Thursday, May 7, 2009

I'm back (but I'm mostly just musing about building my house)

This is said just to be safe, just in case anyone actually has been following this blog intensely (which I severely doubt considering how infrequently I posted): I’m back in the states and readjusting, trying to take stock of how I’ve changed and above all trying to keep walking forward. More fundamentally, though, I’ve been thinking about what it even means to say that one has changed. Do we ever experience true, lasting change, or is it possible that we sometimes just experience things without really changing at all? And, if you have changed, how can you tell when those changes are neutral or when they’re to be considered growth or back-tracking? All of these questions either caused me to jump a little too far for comfort from the shore or it’s all the kicking that I’ve been doing in trying to keep my head above that water that stirred these questions to the surface. I have no answers today; it would just be me typing to try and convince myself of ideas I don’t yet believe. I think that I need to has it out with God first before I start trying to placate myself.

You know the man who built his house on sand? I think that as much as that sand can represent how we often put false hope in worldly power and success to save us, it seems to me that we can also try and prop ourselves up on platitudes and half-truths that have the appearance of Godly wisdom, but are usually just a mix between conventional wisdom and our own musings. What about God’s word or genuine prayer or the words of wise saints before us? How often do I let those things influence my perception of any given thing? YES independent thought. But are we really so stupid to deny that being influenced by others in our beliefs is inevitable? Embrace it and be freed by it: we are created to live in relationship to others, their lives are meant to impact ours and ours theirs. This should check our extreme individualism.
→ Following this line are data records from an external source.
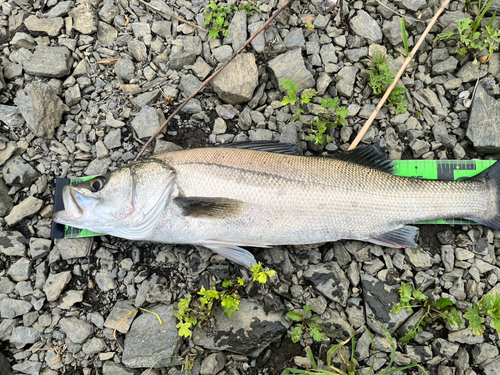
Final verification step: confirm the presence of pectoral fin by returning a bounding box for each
[174,197,246,219]
[367,225,418,248]
[203,244,257,269]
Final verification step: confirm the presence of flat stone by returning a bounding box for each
[7,258,31,281]
[132,106,165,138]
[268,49,316,92]
[193,299,286,357]
[212,53,258,104]
[350,10,383,44]
[304,262,349,306]
[43,271,71,302]
[122,301,183,368]
[5,196,43,226]
[0,104,24,129]
[59,317,93,344]
[0,231,27,257]
[0,297,33,319]
[57,290,84,310]
[104,301,137,333]
[21,46,73,78]
[71,3,98,35]
[9,327,41,349]
[466,85,500,154]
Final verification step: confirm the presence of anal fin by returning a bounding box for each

More and more I’ve been seeing how there really is a legitimate need for some kind of sacred scripture in our lives. If I don’t turn to the Bible, then I find myself helplessly reaching out for some other source of guidance and wisdom in the form of written words. And I don’t think I’m alone in this, but it seems to be a common theme throughout history. Societies from time immemorial have valued stories and folklore as ways of teaching and preserving wisdom, and many of these societies have gone on to write their stories and codes down as sacred scripture. This is another case in life where it seems that a natural inclination or desire, like two pieces of a puzzle connecting, indicates the existence of something that is meant to bring fulfillment.

This is why, in our concern for the responsible handling of the Bible, Christians should be careful to not demean its sacredness and rightful centrality in the lives of those who wish to love and honor God. Why should we be so scared of Bibliolatry (idolatry of the Bible) that we take away what I think we somehow almost inevitably need? We need concrete examples of how to love and serve God, and maybe even more importantly, illustrations of who God is and how he has acted in concrete ways throughout history. Yes, he’s always acting and yes the Bible’s stories are culturally dated, but when one can see the truth as portrayed in a particular time and social situation, isn’t it eternally edifying, challenging, and revealing? And the fact is that I’m always going to be looking somewhere for this truth; why am I so eager to turn away from looking in the Bible but so eager to turn to Thoreau or Chaucer or Shakespeare? Maybe the reason is more sinister than being wary of Bibliolatry. Maybe I have an oh so subtle (wink) streak of pride that says “I’m ready to move beyond The Bible to something less fundamental.” And with the word “fundamental”, I’ve revealed myself for having fallen into the classic sin intellectualism. All the great authors, poets, and philosophers have much to offer in challenging and shaping one’s worldview and beliefs. But when you get right down to it, isn’t life make or break on the level ofisn’t life make or break on the level of fundamentals, the basics?

The hardest part of truth is that it is often abrasive to us on a very basic level, and our ineptness at living it out in word and deed should be what keeps us humble. It’s when we start trying to nuance our conceptualization of reality to the point that we think we’ve come up with formulas with which to effectively judge people and master situations that truth is most likely to escape us. I know now that I’ve got to watch this tendency in me, even as I do challenge myself by reading Sister Carrie (which I just picked up at the library). Yes, Dreiser, I’ll enter the world you’ve painted, attempting to be a good student. I’ll see the world you see in all its dark tones and sinister intentions. Just please don’t take offense when I hold up what you offer to what I think is a more accurate standard of the real thing (yes, I realize that faith has a role in this, and I’m perfectly okay with that). I want a house built on sand, not asphalt.